A veces pienso en irme yo también. Cruzar la frontera como tantos otros. Pero algo me retiene aquí: Diego, mi abuela, este pedazo de tierra roja donde crecí.

Un domingo cualquiera recibimos una videollamada de mamá. Se ve cansada pero sonríe al vernos.
—¡Qué grandes están! Pronto voy a volver… lo prometo—
Diego salta de alegría; yo solo sonrío y le digo que la esperamos.

Después de cortar, me quedo mirando el reflejo del sol poniente en la ventana. Pienso en todo lo que hemos perdido y en todo lo que aún nos queda por luchar.

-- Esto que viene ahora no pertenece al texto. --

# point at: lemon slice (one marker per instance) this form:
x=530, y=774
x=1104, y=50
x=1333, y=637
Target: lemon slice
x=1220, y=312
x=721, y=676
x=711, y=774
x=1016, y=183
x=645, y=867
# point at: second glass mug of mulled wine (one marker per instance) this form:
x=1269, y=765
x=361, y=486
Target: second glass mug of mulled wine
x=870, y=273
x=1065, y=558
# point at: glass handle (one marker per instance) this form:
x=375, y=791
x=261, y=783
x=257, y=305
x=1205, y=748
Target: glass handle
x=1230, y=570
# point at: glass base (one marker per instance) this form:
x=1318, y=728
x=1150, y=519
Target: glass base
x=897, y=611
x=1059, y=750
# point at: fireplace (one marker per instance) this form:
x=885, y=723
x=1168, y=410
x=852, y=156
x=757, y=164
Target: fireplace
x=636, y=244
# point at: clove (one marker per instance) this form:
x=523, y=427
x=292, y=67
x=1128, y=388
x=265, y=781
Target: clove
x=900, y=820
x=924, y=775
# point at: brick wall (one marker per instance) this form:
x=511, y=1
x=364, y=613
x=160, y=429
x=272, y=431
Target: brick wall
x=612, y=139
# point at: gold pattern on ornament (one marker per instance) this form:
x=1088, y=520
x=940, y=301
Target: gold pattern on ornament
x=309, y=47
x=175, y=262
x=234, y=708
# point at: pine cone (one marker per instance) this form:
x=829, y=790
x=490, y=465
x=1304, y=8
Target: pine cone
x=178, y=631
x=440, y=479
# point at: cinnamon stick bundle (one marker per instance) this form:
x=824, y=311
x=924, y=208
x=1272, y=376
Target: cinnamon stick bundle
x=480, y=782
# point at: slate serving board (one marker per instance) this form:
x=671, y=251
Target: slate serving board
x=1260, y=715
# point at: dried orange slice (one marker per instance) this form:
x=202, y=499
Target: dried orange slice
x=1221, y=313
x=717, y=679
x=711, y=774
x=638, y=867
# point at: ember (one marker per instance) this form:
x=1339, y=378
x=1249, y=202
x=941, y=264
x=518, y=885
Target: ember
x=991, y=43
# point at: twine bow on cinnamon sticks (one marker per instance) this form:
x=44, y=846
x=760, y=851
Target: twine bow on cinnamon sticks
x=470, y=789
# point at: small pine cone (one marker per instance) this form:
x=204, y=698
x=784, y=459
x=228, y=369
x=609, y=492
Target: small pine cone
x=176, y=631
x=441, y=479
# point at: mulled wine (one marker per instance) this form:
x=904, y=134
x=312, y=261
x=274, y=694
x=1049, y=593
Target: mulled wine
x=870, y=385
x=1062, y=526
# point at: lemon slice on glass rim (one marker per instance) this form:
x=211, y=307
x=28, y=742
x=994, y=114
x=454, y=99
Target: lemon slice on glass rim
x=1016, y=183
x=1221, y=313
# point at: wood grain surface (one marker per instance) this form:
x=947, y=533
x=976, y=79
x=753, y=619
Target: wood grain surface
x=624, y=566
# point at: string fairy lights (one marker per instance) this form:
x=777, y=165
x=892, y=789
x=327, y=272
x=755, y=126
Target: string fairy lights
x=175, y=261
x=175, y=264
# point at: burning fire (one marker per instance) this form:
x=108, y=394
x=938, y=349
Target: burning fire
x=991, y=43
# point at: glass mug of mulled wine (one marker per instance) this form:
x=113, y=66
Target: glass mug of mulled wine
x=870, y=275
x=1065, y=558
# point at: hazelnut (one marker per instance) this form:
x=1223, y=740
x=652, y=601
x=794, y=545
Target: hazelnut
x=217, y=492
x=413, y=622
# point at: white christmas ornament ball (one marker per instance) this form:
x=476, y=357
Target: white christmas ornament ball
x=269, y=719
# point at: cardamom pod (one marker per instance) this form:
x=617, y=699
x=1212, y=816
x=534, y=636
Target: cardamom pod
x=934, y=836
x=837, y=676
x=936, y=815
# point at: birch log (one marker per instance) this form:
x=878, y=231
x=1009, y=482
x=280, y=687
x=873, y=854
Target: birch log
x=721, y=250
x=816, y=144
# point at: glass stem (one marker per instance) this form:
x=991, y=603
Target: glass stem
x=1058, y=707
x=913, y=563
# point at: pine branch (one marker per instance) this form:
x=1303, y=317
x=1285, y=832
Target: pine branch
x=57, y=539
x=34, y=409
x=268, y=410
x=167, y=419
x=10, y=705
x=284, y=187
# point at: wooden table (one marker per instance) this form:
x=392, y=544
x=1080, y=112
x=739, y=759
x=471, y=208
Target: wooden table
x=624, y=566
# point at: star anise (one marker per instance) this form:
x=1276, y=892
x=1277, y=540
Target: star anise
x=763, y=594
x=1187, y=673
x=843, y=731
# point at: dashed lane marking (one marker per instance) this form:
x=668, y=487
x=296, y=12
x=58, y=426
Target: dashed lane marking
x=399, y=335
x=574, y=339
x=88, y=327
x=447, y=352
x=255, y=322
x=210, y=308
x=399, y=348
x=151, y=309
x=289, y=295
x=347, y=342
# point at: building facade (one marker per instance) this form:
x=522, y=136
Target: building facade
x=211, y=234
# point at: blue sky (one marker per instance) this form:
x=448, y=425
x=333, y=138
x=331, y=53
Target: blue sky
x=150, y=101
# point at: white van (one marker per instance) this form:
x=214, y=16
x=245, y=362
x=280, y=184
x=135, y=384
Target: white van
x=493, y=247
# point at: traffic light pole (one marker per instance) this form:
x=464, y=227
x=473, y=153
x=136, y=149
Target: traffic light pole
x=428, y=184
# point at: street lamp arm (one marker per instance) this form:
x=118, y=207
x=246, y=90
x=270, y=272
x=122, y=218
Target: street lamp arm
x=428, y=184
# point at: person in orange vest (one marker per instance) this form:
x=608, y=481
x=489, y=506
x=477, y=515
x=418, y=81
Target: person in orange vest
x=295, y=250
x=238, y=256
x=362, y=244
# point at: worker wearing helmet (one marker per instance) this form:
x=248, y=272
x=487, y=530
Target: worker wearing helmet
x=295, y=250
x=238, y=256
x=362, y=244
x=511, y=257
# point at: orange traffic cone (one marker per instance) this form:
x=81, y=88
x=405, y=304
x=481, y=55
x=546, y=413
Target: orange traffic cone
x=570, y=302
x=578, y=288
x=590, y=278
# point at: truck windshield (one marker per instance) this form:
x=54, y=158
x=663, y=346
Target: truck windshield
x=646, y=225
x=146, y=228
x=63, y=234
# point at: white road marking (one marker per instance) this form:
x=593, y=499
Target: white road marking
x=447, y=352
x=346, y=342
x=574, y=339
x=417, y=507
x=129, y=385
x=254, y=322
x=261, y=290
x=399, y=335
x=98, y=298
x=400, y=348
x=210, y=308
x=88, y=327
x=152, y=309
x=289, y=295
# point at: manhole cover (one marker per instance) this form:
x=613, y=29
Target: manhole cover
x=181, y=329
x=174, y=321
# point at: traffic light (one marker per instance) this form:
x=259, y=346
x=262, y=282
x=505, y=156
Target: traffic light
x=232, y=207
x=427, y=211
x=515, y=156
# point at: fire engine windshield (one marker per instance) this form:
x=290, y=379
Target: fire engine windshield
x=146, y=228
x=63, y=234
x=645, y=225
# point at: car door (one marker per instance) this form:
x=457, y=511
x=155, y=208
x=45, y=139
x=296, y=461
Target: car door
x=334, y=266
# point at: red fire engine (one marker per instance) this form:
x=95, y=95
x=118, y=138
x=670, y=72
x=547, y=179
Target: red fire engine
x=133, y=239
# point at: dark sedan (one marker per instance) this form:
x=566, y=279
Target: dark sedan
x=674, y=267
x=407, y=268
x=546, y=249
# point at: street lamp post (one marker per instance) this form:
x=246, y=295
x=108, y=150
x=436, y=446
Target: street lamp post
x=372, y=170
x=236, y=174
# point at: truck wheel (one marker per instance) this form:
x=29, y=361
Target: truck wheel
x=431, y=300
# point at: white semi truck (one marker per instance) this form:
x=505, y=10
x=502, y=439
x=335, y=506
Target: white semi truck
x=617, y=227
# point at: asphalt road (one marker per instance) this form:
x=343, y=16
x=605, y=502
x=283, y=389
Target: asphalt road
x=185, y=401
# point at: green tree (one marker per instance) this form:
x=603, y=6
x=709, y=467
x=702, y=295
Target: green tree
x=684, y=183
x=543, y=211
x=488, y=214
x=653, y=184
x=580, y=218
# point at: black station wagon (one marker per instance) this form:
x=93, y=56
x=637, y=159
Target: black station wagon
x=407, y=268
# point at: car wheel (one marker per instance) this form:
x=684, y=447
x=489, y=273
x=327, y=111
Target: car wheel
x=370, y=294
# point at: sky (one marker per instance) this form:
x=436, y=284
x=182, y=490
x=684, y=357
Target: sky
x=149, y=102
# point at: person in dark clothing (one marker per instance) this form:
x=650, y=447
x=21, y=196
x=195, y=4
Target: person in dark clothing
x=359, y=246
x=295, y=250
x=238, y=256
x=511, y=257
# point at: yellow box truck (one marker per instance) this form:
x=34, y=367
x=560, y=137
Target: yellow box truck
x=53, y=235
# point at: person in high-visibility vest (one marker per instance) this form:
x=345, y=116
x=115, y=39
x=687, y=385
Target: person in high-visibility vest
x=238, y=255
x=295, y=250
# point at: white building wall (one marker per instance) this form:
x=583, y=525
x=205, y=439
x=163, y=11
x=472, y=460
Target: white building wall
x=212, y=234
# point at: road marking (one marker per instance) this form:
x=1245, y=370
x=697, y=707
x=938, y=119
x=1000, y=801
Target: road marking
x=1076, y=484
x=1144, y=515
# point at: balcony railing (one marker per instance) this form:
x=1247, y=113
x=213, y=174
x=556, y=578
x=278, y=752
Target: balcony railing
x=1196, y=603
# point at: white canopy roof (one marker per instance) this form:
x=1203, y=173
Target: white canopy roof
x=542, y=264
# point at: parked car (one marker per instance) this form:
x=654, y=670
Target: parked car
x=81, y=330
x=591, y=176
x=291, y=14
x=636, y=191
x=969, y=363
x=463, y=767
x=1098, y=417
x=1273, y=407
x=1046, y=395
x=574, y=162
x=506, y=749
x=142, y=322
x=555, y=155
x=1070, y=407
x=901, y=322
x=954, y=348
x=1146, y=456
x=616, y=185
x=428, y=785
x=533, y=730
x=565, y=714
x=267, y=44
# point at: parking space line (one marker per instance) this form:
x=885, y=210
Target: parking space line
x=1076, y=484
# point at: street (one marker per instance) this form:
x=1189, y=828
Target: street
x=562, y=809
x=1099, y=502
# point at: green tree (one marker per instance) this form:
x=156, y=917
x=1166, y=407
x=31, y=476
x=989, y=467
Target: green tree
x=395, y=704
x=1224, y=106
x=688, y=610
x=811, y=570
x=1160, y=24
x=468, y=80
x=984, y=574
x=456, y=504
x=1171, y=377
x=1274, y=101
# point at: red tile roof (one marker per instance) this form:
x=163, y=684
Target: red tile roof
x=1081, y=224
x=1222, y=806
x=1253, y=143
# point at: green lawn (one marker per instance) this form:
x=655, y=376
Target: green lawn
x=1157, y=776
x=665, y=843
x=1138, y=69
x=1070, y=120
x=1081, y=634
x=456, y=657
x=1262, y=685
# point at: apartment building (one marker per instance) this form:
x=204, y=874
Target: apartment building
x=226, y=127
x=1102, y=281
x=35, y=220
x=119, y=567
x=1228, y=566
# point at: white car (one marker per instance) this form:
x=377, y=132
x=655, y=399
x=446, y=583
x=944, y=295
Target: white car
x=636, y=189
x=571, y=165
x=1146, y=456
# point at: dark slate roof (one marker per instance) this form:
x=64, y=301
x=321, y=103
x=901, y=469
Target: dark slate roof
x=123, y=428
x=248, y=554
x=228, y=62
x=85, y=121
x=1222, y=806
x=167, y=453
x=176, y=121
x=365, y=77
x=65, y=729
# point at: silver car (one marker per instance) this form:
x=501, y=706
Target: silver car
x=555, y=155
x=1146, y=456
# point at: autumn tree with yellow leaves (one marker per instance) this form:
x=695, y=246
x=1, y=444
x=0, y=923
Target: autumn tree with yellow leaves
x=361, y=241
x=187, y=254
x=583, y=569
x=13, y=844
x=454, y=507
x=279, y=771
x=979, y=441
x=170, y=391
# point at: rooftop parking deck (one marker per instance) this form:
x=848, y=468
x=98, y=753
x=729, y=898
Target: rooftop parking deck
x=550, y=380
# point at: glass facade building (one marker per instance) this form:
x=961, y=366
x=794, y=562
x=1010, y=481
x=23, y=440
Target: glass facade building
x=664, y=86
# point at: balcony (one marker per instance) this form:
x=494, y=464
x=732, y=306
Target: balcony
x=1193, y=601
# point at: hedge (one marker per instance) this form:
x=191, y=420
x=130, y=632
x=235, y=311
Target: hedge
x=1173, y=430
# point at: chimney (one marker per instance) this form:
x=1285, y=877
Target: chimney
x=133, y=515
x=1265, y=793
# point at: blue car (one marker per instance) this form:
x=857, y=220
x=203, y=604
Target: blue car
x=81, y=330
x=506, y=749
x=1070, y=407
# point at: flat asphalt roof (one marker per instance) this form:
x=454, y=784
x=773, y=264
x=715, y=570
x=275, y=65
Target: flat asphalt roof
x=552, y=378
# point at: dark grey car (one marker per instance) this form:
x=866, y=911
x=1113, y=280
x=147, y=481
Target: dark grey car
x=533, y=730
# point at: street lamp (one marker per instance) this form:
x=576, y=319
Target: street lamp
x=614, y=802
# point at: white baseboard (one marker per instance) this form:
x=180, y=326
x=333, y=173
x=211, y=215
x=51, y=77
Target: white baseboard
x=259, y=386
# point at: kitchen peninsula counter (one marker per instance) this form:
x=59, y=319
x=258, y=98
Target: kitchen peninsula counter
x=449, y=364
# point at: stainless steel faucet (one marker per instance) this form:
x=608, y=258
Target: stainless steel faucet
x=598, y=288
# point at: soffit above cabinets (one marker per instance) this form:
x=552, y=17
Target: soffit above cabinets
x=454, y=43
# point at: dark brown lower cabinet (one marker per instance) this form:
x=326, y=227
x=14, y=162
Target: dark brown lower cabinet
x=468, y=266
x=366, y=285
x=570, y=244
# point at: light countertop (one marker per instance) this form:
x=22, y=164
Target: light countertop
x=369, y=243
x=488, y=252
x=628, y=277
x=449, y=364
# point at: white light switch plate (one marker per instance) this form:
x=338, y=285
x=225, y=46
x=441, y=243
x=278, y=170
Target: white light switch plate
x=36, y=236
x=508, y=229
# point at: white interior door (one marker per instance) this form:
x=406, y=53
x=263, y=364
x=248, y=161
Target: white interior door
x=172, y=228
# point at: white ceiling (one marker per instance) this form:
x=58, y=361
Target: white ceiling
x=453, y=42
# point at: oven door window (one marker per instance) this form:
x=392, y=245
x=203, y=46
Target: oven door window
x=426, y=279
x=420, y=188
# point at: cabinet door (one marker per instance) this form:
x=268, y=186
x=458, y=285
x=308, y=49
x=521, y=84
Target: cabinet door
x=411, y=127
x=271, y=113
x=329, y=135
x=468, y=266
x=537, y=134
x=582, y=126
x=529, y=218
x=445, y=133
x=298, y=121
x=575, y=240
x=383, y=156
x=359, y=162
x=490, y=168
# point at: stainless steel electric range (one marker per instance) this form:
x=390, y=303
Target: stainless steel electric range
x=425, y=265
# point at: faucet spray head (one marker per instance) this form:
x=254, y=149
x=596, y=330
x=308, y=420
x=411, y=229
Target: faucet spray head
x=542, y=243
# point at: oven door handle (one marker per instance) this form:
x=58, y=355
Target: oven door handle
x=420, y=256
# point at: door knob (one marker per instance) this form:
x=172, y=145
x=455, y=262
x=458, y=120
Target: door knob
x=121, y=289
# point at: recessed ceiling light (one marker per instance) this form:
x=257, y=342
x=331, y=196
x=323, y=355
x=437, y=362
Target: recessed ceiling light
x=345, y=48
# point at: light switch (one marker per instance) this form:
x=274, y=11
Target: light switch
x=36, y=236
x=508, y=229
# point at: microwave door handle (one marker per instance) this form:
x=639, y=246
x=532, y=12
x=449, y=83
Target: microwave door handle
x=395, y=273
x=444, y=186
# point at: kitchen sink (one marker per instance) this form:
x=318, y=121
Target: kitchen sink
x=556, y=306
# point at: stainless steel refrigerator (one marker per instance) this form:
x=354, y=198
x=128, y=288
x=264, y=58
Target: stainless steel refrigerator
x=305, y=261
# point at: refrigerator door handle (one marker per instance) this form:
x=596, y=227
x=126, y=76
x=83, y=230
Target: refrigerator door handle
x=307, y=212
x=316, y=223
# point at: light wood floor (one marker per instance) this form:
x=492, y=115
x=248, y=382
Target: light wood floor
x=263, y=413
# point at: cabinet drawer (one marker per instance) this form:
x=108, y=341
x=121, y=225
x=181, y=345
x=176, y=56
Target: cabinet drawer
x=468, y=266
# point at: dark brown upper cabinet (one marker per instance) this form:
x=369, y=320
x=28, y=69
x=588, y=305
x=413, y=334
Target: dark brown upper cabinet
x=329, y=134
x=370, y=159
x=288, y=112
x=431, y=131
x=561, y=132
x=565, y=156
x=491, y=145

La vida aquí no es fácil. Pero cada mañana, cuando la luz atraviesa las cortinas viejas y acaricia mi rostro cansado, siento que todavía hay esperanza más allá del horizonte.

¿Hasta cuándo tendremos que elegir entre nuestros sueños y nuestra familia? ¿Cuántos niños más tendrán que crecer esperando abrazos que cruzan fronteras? ¿Y si algún día todo esto cambia?